Christina Schumacher, 44 ans, n’a qu’une seule envie: se reposer. C’est son premier jour de congé après cinq longues journées de travail. Mais voilà que son téléphone portable s’allume: «Pourrais-tu venir travailler ce soir?» Dilemme pour l’infirmière diplômée: si elle refuse, ses collègues de travail seront surchargés et la qualité des soins pourra difficilement être assurée. Si elle accepte, elle «détruit sa santé» et soutient un «système insoutenable», selon ses mots.
Pour Christina Schumacher, il n’est pas pensable qu’un patient ne soit pas pris en charge convenablement ou qu’un collègue s’effondre. Elle fait donc abstraction de sa fatigue, enfile ses chaussures et se rend à l’hôpital. «L’éthique professionnelle du personnel soignant nous interdit de détourner le regard», confie-t-elle. Ne pas intervenir n’est pas une option, et c’est pour cette raison que beaucoup décident d’abandonner tout simplement la profession.
«Nous sommes à flux tendu»
Il n’existe pas de chiffres fiables sur le nombre de personnes qui quittent le métier.

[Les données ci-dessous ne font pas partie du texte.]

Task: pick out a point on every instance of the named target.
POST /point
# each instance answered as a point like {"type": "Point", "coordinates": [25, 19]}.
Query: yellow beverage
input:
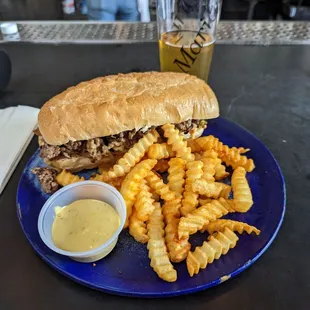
{"type": "Point", "coordinates": [186, 51]}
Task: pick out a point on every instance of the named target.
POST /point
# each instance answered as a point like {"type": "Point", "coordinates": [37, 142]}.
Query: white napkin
{"type": "Point", "coordinates": [16, 126]}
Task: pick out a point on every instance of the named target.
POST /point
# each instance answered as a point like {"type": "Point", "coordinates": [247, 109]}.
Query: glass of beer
{"type": "Point", "coordinates": [186, 30]}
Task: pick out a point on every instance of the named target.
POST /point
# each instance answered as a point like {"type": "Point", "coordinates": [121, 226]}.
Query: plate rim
{"type": "Point", "coordinates": [126, 293]}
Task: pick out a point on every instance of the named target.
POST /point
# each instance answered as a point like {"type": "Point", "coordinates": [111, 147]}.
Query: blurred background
{"type": "Point", "coordinates": [144, 10]}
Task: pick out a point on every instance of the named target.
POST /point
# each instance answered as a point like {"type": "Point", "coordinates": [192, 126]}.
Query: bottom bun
{"type": "Point", "coordinates": [78, 163]}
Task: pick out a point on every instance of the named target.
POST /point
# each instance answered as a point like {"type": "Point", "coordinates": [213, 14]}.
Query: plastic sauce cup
{"type": "Point", "coordinates": [68, 194]}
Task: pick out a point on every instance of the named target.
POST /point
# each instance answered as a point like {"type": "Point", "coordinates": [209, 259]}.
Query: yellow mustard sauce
{"type": "Point", "coordinates": [84, 225]}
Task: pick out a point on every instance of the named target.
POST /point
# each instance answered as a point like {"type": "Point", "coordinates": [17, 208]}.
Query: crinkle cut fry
{"type": "Point", "coordinates": [179, 145]}
{"type": "Point", "coordinates": [176, 175]}
{"type": "Point", "coordinates": [217, 245]}
{"type": "Point", "coordinates": [157, 248]}
{"type": "Point", "coordinates": [157, 184]}
{"type": "Point", "coordinates": [177, 248]}
{"type": "Point", "coordinates": [203, 215]}
{"type": "Point", "coordinates": [137, 228]}
{"type": "Point", "coordinates": [242, 191]}
{"type": "Point", "coordinates": [131, 185]}
{"type": "Point", "coordinates": [133, 155]}
{"type": "Point", "coordinates": [240, 227]}
{"type": "Point", "coordinates": [65, 178]}
{"type": "Point", "coordinates": [190, 199]}
{"type": "Point", "coordinates": [144, 203]}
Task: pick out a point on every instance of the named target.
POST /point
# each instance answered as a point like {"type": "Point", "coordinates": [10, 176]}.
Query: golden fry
{"type": "Point", "coordinates": [65, 178]}
{"type": "Point", "coordinates": [137, 228]}
{"type": "Point", "coordinates": [210, 190]}
{"type": "Point", "coordinates": [179, 145]}
{"type": "Point", "coordinates": [157, 249]}
{"type": "Point", "coordinates": [190, 199]}
{"type": "Point", "coordinates": [195, 147]}
{"type": "Point", "coordinates": [198, 156]}
{"type": "Point", "coordinates": [177, 248]}
{"type": "Point", "coordinates": [231, 156]}
{"type": "Point", "coordinates": [176, 175]}
{"type": "Point", "coordinates": [239, 161]}
{"type": "Point", "coordinates": [210, 157]}
{"type": "Point", "coordinates": [131, 185]}
{"type": "Point", "coordinates": [240, 227]}
{"type": "Point", "coordinates": [133, 155]}
{"type": "Point", "coordinates": [203, 215]}
{"type": "Point", "coordinates": [172, 209]}
{"type": "Point", "coordinates": [144, 202]}
{"type": "Point", "coordinates": [226, 190]}
{"type": "Point", "coordinates": [241, 189]}
{"type": "Point", "coordinates": [162, 166]}
{"type": "Point", "coordinates": [212, 143]}
{"type": "Point", "coordinates": [160, 151]}
{"type": "Point", "coordinates": [208, 170]}
{"type": "Point", "coordinates": [159, 186]}
{"type": "Point", "coordinates": [217, 245]}
{"type": "Point", "coordinates": [204, 201]}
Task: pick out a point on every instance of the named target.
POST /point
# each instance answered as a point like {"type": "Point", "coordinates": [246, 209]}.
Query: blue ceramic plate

La Confédération veut introduire un monitoring à partir de mi-2024. En attendant, l’Association suisse des infirmières et infirmiers (ASI) a évalué le nombre de postes vacants en 2022. Elle arrive à la conclusion suivante: «Chaque mois, plus de 300 infirmières et infirmiers raccrochent leur blouse.» Dans le secteur, on parle d'«exode du personnel soignant».
Le personnel du secteur de la santé est à bout. «Lorsque l’effectif est au complet, nous sommes déjà à flux tendu», soupire Christina Schumacher, également directrice adjointe de l’ASI. Et s’il y a un imprévu, il n’y a pas de plan B. Il faut qu’une personne se dévoue pour faire un remplacement supplémentaire. «Et ça arrive tout le temps.»

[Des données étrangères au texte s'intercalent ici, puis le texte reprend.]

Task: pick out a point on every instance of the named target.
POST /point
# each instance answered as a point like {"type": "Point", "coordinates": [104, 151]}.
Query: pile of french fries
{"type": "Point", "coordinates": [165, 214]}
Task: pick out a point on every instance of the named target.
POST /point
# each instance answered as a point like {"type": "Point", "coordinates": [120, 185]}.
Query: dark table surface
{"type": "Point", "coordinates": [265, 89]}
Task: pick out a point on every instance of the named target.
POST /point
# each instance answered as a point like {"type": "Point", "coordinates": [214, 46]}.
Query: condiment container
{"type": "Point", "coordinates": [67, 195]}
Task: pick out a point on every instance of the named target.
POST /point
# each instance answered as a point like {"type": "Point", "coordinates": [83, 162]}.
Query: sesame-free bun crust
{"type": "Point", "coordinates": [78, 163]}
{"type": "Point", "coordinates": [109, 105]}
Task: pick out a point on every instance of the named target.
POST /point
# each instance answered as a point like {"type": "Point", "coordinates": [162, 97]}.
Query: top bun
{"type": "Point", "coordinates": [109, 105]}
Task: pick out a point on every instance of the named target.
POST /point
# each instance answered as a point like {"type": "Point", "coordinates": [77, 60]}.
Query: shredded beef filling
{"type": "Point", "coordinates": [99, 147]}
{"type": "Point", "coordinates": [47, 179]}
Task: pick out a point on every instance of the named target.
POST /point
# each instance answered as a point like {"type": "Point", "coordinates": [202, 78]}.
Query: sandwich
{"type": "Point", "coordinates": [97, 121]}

Un milliard de francs ne suffira pas
Cet exode met tout le secteur de la santé en danger. D’ici 2029, 36’500 personnes supplémentaires seront nécessaires dans les hôpitaux, les services d’aide et de soins à domicile et les maisons de retraite et de soins.
Pour remédier à cela, le Parlement a adopté une loi pour encourager la formation dans le domaine des soins infirmiers: jusqu’à un milliard de francs sont prévus sur huit ans. Mais cela ne suffit pas, estiment les associations patronales, les syndicats et les directeurs cantonaux de la santé. Dans une déclaration commune, ils soulignent qu’il faut des mesures à plus long terme pour combler ce manque de personnel.

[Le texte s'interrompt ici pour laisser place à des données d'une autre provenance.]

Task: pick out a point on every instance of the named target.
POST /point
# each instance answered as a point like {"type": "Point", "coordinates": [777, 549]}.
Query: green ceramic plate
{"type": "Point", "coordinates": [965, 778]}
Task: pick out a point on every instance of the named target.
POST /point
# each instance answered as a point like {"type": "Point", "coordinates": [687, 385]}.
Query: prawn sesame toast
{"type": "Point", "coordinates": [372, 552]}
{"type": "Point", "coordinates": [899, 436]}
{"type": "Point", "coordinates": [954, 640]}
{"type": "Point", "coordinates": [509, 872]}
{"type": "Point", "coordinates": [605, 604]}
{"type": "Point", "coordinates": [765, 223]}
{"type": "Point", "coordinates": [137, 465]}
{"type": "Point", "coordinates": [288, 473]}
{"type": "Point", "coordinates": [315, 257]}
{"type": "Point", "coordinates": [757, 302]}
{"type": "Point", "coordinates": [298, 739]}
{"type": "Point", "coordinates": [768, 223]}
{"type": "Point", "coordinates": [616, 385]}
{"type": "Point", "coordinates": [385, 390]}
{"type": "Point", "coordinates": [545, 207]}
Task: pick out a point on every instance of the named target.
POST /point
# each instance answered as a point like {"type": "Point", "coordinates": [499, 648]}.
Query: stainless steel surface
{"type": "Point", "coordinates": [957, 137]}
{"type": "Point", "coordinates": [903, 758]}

«Le droit du travail est violé partout»
Pour les professionnels du secteur, il faut que les choses changent. «Le droit du travail en vigueur est violé sur tout le territoire», assène Pierre-André Wagner, responsable du service juridique de l’ASI. Les temps de repos et de travail ne sont pas respectés, et les employeurs ne remplissent pas leur devoir d’assistance. «Les inspections cantonales du travail n’attachent aucune importance à la mise en œuvre et à l’application de la loi sur le travail», critique-t-il.
Et ce, malgré le net oui à l’initiative sur les soins infirmiers, en cours de mise en œuvre. Le premier paquet de mesures, l’offensive pour la formation, doit être déployé en 2024. Mais cela ne soulagera pas immédiatement le système, car la formation prend plusieurs années. Le deuxième paquet, l’amélioration des conditions de travail, sera mis en consultation en 2024. Il faudra certainement attendre encore quelques années jusqu’à ce qu’elle soit implémentée. «D’ici là, plus personne ne travaillera dans le secteur des soins, se désole Christina Schumacher. Depuis l’acceptation de l’initiative, rien n’a changé.»
L’infirmière diplômée et son association demandent que la Confédération écourte la procédure de consultation. En outre, les cantons devraient prendre des mesures immédiates, dont «la saisie effective et la rémunération du temps de travail». Sinon, le cercle vicieux ne sera pas brisé, selon Christina Schumacher: «Les infirmiers et infirmières continuent de quitter leur emploi et la pression sur ceux qui restent augmente.»